En conséquence de quoi la campagne n’a jamais vraiment décollé. Même les représentants du parti ne semblaient pas unis derrière l’idée de leur président Gerhard Pfister.
6. La discussion va se poursuivre et la pression ne faiblira pas
La Suisse se classe certes parmi les pays de l’Organisation de coopération et de développement économiques (OCDE) qui dépensent le plus d’argent pour la santé, soit entre 11 et 12% du PIB. Si la croissance économique se maintient, l’État en a toutefois les moyens.
Le porte-monnaie des citoyennes et des citoyens est toutefois moins extensible, mais c’est tout de même à lui d’éponger quelque 60% des coûts de la santé. La pression sur les ménages à faible revenu reste élevée.

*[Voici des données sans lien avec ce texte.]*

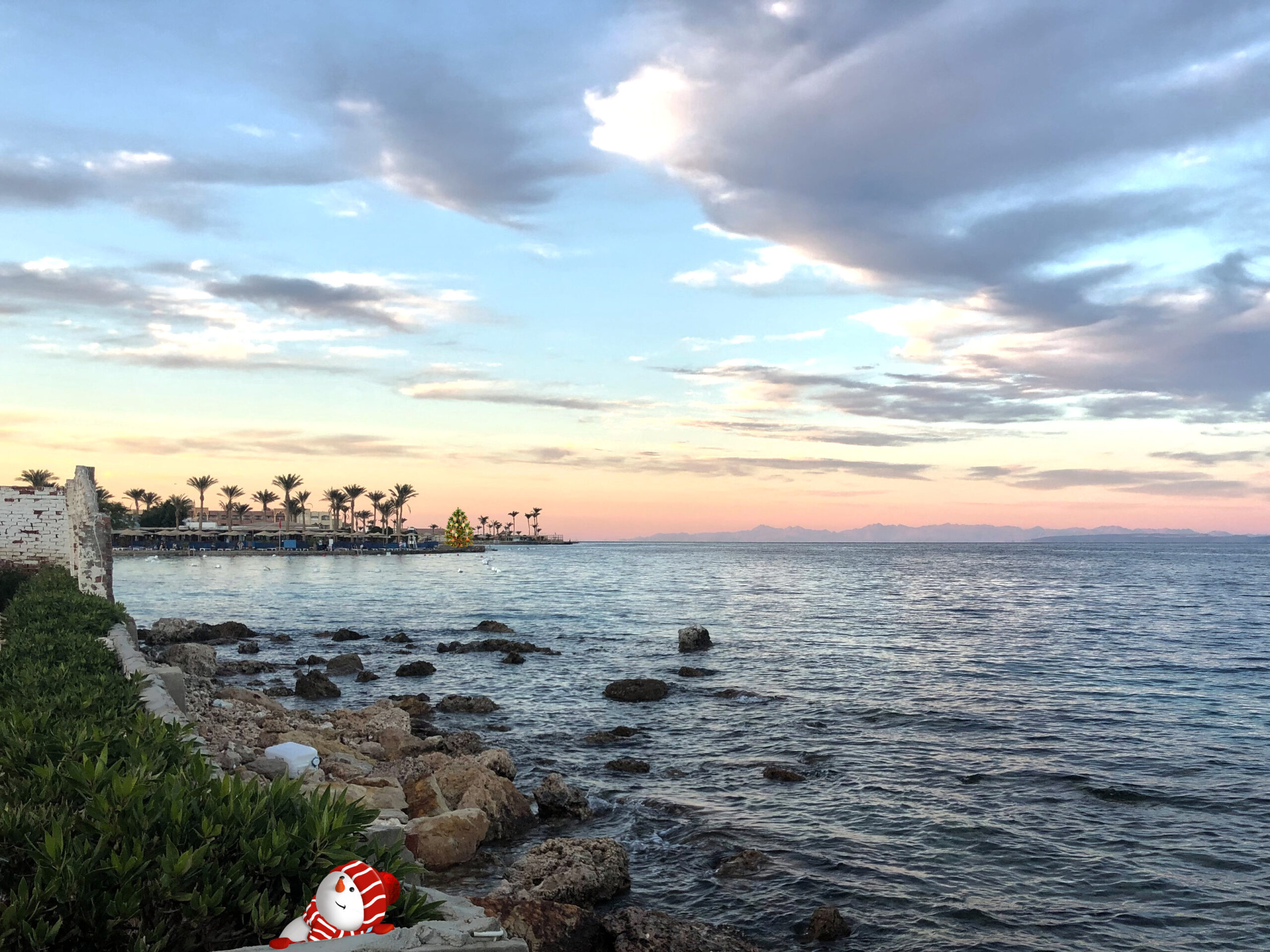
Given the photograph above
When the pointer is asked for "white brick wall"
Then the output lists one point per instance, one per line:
(62, 527)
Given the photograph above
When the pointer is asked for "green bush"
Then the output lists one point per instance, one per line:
(115, 833)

Personne ne remet en question la nécessité de mieux maîtriser les coûts de la santé. Et ce ne sont pas les idées qui manquent. Une meilleure répartition du fardeau reste l’option privilégiée à gauche de l’échiquier politique. À droite et au centre, la planification hospitalière est dans le collimateur.
Le net refus de dimanche n’a donc pas mis fin à la discussion, mais l’a au contraire relancée. Car le problème de fond reste entier: les réformes envisagées peinent à réunir des majorités politiques. La faute notamment aux nombreux acteurs présents sur un marché de la santé qui pèse plus de 90 milliards de francs et qui exerce une forte influence sur le Parlement.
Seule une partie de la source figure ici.